The .sel() of course only works if there is no non-matching ID in neighbor_ids.

IMO the solution I currently have for returning the distance and neighbor IDs is good. It is borrowed and modified from #43.

I am not sure if is good to have np.nan as entry in the array of neighbor_id because this results in a dtype='object' because strings and floats are mixed. The advantage of having np.nan there is that one can easily drop these entries in xarray via xarray.DataArray..dropna() e.g. as I do in the example notebook to get the neighbor IDs for a certain PWS which I can then use to select data or locations from all neighbors:

neighbor_ids = closest_neigbors.sel(id=pws_id).neighbor_id.dropna(dim="n_closest")
ds_pws_neighbors = ds_pws.sel(id=neighbor_ids)

The .sel() of course only works if there is no non-matching ID in neighbor_ids.

Hm, good point. In the newest version of #43 I use None instead of np.nan when I first create the array using np.full([ds_cmls.cml_id.size, n_closest], None). Im not sure what is the best way to do it, but maybe it is good if the two functions do it the same way?

cchwala commented 1 month ago

Im not sure what is the best way to do it, but maybe it is good if the two functions do it the same way?

What is returned by your function in #43 and by my function here, should have the exact same structure and conventions.

I suggest that we discuss None vs np.nan vs something_else via chat or video call during the next days. Unless there are already now good arguments for one of the options.

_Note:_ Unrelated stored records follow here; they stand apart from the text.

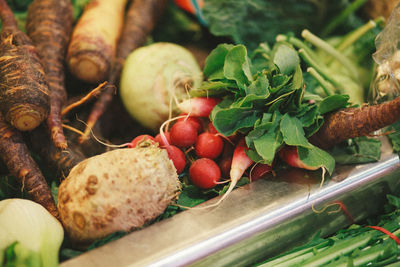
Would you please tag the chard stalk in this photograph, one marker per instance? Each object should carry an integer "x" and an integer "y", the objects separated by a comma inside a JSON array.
[
  {"x": 340, "y": 248},
  {"x": 318, "y": 42},
  {"x": 321, "y": 70}
]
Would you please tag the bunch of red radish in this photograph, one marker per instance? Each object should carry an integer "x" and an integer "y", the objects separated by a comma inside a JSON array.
[{"x": 192, "y": 139}]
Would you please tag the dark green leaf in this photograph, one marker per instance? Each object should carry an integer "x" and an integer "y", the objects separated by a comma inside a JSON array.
[
  {"x": 237, "y": 66},
  {"x": 228, "y": 121},
  {"x": 267, "y": 144},
  {"x": 212, "y": 88},
  {"x": 278, "y": 82},
  {"x": 332, "y": 103},
  {"x": 292, "y": 132},
  {"x": 316, "y": 158},
  {"x": 191, "y": 196},
  {"x": 286, "y": 58}
]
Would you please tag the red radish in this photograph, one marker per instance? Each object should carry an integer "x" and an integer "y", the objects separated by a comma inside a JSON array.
[
  {"x": 199, "y": 106},
  {"x": 183, "y": 134},
  {"x": 225, "y": 166},
  {"x": 141, "y": 138},
  {"x": 290, "y": 155},
  {"x": 178, "y": 158},
  {"x": 204, "y": 173},
  {"x": 209, "y": 145},
  {"x": 259, "y": 171},
  {"x": 195, "y": 120},
  {"x": 161, "y": 142},
  {"x": 211, "y": 128}
]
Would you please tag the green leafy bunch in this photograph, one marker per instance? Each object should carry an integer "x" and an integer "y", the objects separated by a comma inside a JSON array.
[{"x": 264, "y": 98}]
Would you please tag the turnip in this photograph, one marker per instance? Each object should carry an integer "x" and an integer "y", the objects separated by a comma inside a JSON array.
[
  {"x": 209, "y": 145},
  {"x": 183, "y": 134},
  {"x": 199, "y": 106},
  {"x": 119, "y": 190},
  {"x": 154, "y": 75}
]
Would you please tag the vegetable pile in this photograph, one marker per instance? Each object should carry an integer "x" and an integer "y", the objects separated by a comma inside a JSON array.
[{"x": 202, "y": 107}]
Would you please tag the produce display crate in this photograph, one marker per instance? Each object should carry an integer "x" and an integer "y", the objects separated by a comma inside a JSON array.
[{"x": 256, "y": 221}]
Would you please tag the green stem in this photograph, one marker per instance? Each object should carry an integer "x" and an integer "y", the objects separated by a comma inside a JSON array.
[
  {"x": 326, "y": 86},
  {"x": 318, "y": 42},
  {"x": 351, "y": 38},
  {"x": 299, "y": 44},
  {"x": 342, "y": 16},
  {"x": 321, "y": 70}
]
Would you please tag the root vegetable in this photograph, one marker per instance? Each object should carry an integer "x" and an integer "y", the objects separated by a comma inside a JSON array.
[
  {"x": 49, "y": 25},
  {"x": 161, "y": 142},
  {"x": 140, "y": 20},
  {"x": 352, "y": 122},
  {"x": 152, "y": 76},
  {"x": 209, "y": 145},
  {"x": 20, "y": 164},
  {"x": 119, "y": 190},
  {"x": 94, "y": 40},
  {"x": 24, "y": 93},
  {"x": 204, "y": 173},
  {"x": 199, "y": 106},
  {"x": 259, "y": 171},
  {"x": 38, "y": 234},
  {"x": 290, "y": 155},
  {"x": 195, "y": 120},
  {"x": 183, "y": 134}
]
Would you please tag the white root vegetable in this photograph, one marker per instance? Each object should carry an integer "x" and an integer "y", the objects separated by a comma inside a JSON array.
[
  {"x": 38, "y": 234},
  {"x": 154, "y": 75},
  {"x": 119, "y": 190}
]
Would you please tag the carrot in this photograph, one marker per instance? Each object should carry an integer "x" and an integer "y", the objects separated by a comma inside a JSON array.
[
  {"x": 59, "y": 161},
  {"x": 183, "y": 134},
  {"x": 94, "y": 40},
  {"x": 352, "y": 122},
  {"x": 24, "y": 93},
  {"x": 199, "y": 106},
  {"x": 209, "y": 145},
  {"x": 15, "y": 154},
  {"x": 139, "y": 22},
  {"x": 49, "y": 25},
  {"x": 240, "y": 162},
  {"x": 204, "y": 173}
]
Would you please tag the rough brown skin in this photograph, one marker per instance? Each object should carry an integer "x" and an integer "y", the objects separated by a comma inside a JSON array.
[
  {"x": 49, "y": 25},
  {"x": 353, "y": 122},
  {"x": 20, "y": 164},
  {"x": 140, "y": 20},
  {"x": 24, "y": 93}
]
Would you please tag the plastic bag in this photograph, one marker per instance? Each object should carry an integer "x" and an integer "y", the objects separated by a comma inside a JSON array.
[{"x": 386, "y": 84}]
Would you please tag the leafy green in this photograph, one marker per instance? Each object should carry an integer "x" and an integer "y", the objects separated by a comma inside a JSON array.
[
  {"x": 255, "y": 21},
  {"x": 263, "y": 98}
]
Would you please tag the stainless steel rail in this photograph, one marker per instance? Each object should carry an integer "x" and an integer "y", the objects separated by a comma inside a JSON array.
[{"x": 256, "y": 221}]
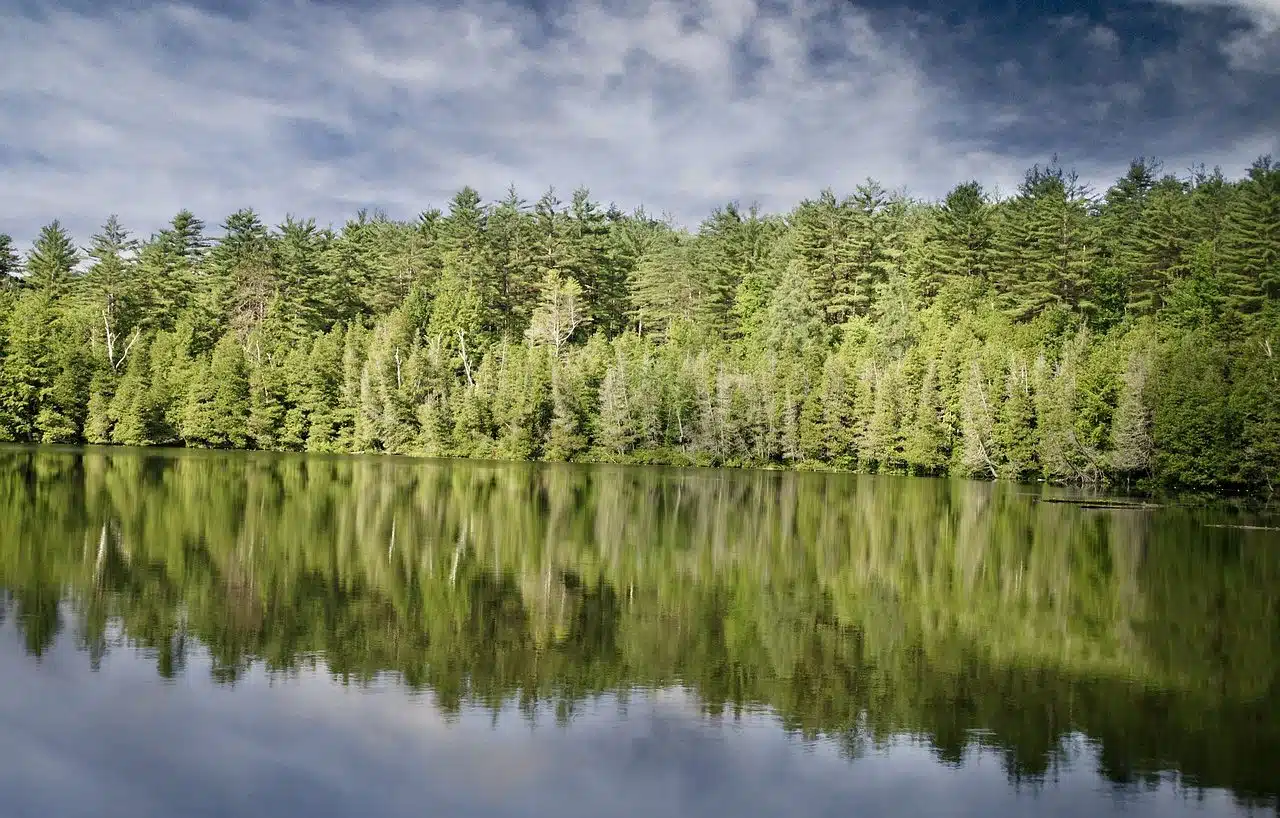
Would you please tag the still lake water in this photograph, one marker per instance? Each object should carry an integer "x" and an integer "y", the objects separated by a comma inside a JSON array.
[{"x": 231, "y": 634}]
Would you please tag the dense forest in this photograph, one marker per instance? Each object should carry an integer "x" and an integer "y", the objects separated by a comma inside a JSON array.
[
  {"x": 1056, "y": 333},
  {"x": 851, "y": 608}
]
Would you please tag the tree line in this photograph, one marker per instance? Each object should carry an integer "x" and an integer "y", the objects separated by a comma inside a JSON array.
[
  {"x": 1055, "y": 333},
  {"x": 853, "y": 608}
]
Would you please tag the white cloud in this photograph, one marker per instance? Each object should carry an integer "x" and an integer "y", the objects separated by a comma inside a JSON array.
[
  {"x": 1256, "y": 48},
  {"x": 319, "y": 110}
]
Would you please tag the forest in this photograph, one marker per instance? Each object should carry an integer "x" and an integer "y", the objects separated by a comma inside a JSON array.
[{"x": 1056, "y": 333}]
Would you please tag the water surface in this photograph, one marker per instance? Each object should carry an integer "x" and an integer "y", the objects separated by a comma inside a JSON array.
[{"x": 211, "y": 634}]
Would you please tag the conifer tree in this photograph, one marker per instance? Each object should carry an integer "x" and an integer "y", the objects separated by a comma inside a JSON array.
[{"x": 51, "y": 261}]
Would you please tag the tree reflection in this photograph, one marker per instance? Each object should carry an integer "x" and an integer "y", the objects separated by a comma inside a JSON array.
[{"x": 855, "y": 608}]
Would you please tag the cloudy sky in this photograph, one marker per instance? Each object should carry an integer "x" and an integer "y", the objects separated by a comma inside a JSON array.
[{"x": 321, "y": 108}]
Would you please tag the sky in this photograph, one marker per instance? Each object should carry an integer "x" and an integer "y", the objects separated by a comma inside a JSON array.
[{"x": 323, "y": 108}]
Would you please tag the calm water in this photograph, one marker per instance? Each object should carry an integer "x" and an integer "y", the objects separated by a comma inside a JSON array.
[{"x": 206, "y": 634}]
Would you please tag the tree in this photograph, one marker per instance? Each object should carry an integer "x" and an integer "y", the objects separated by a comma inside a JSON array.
[
  {"x": 51, "y": 260},
  {"x": 10, "y": 265},
  {"x": 560, "y": 311},
  {"x": 112, "y": 288},
  {"x": 1251, "y": 254}
]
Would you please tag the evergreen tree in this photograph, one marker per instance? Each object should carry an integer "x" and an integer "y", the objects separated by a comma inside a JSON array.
[
  {"x": 1251, "y": 254},
  {"x": 10, "y": 265},
  {"x": 51, "y": 261}
]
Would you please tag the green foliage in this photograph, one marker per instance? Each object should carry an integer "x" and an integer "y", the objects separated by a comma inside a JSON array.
[{"x": 1050, "y": 336}]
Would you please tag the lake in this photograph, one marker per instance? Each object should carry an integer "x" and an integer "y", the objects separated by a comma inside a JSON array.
[{"x": 216, "y": 634}]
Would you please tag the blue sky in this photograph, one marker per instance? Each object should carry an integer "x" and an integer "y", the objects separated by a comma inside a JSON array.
[{"x": 318, "y": 109}]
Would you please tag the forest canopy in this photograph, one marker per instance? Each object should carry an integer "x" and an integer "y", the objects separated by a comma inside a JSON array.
[{"x": 1057, "y": 333}]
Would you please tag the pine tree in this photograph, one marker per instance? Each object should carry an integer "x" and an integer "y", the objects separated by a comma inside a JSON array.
[
  {"x": 1251, "y": 252},
  {"x": 10, "y": 265},
  {"x": 51, "y": 261},
  {"x": 959, "y": 245}
]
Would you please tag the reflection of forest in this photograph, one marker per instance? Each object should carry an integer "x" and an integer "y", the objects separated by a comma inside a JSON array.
[{"x": 854, "y": 607}]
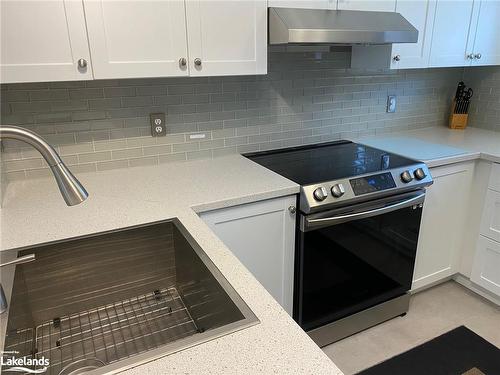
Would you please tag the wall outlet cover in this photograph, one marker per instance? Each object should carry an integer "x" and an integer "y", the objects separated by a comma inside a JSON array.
[
  {"x": 158, "y": 125},
  {"x": 391, "y": 104}
]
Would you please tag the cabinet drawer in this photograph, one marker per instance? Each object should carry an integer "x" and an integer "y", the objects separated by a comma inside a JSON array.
[
  {"x": 486, "y": 267},
  {"x": 495, "y": 177},
  {"x": 490, "y": 221}
]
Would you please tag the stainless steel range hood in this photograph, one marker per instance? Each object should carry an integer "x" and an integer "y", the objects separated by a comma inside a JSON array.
[{"x": 320, "y": 26}]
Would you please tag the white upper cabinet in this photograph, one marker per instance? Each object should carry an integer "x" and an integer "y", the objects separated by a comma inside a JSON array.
[
  {"x": 486, "y": 26},
  {"x": 450, "y": 35},
  {"x": 227, "y": 37},
  {"x": 420, "y": 13},
  {"x": 370, "y": 5},
  {"x": 304, "y": 4},
  {"x": 131, "y": 39},
  {"x": 43, "y": 41}
]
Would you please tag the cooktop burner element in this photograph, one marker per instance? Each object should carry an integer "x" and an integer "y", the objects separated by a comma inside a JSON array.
[{"x": 338, "y": 173}]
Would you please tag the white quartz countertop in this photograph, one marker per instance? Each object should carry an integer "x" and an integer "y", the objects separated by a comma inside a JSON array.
[
  {"x": 34, "y": 213},
  {"x": 440, "y": 145}
]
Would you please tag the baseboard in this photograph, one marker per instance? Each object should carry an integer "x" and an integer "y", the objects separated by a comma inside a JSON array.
[
  {"x": 431, "y": 280},
  {"x": 462, "y": 280},
  {"x": 431, "y": 284}
]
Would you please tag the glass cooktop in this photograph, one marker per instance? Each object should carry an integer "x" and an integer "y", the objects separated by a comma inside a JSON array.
[{"x": 327, "y": 161}]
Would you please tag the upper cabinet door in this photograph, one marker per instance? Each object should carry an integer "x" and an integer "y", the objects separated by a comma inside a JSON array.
[
  {"x": 43, "y": 41},
  {"x": 304, "y": 4},
  {"x": 420, "y": 13},
  {"x": 451, "y": 35},
  {"x": 486, "y": 49},
  {"x": 371, "y": 5},
  {"x": 227, "y": 37},
  {"x": 131, "y": 39}
]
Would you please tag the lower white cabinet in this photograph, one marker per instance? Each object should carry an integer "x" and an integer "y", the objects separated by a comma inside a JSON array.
[
  {"x": 490, "y": 222},
  {"x": 486, "y": 266},
  {"x": 444, "y": 220},
  {"x": 262, "y": 236}
]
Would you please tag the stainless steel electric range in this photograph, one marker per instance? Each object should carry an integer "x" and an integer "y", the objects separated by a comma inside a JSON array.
[{"x": 357, "y": 231}]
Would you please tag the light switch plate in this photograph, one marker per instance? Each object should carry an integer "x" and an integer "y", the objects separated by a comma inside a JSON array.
[
  {"x": 391, "y": 104},
  {"x": 158, "y": 126}
]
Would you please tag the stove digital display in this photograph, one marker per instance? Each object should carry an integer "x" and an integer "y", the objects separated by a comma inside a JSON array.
[{"x": 370, "y": 184}]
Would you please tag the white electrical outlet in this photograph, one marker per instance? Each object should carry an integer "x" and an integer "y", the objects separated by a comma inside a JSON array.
[
  {"x": 197, "y": 136},
  {"x": 391, "y": 104},
  {"x": 158, "y": 126}
]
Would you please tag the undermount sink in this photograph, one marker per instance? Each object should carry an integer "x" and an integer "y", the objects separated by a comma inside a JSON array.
[{"x": 112, "y": 301}]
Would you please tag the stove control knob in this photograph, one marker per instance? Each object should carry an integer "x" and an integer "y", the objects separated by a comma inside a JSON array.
[
  {"x": 419, "y": 174},
  {"x": 338, "y": 190},
  {"x": 320, "y": 194},
  {"x": 406, "y": 177}
]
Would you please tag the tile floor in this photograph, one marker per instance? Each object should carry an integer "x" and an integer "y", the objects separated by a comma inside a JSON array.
[{"x": 432, "y": 313}]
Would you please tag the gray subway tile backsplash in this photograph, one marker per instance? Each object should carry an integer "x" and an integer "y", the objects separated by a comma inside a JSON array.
[
  {"x": 104, "y": 124},
  {"x": 485, "y": 105}
]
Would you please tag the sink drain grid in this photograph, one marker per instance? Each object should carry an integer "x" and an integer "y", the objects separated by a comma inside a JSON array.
[{"x": 115, "y": 331}]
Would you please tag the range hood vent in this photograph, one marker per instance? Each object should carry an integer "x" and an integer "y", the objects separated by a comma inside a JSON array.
[{"x": 321, "y": 26}]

cchwala commented 1 month ago

Conclusion from discussion with @eoydvin

  1. Returning and xr.Dataset with the current structure is good. He will do that in #43, too.
  2. It is better to have None instead of np.nan as entry in neighbor_id for the cases where no neighbor is found within max_distance. This is preferred because it makes more sense from a semantic point of view, to say that there is none neighbor ID. Using .dropna() e.g. closest_neigbors.neighbor_id.sel(id='ams12').dropna(dim='n_closest') still works with the entries being None.
  3. We do not want to have all coords from ds_points in the returned dataset, only the id coordinate.
cchwala commented 1 month ago

@eoydvin I implemented the points 2. and 3. from above. I also cleaned up the code and the notebook, which I also extended a bit. Please have a look again at this PR.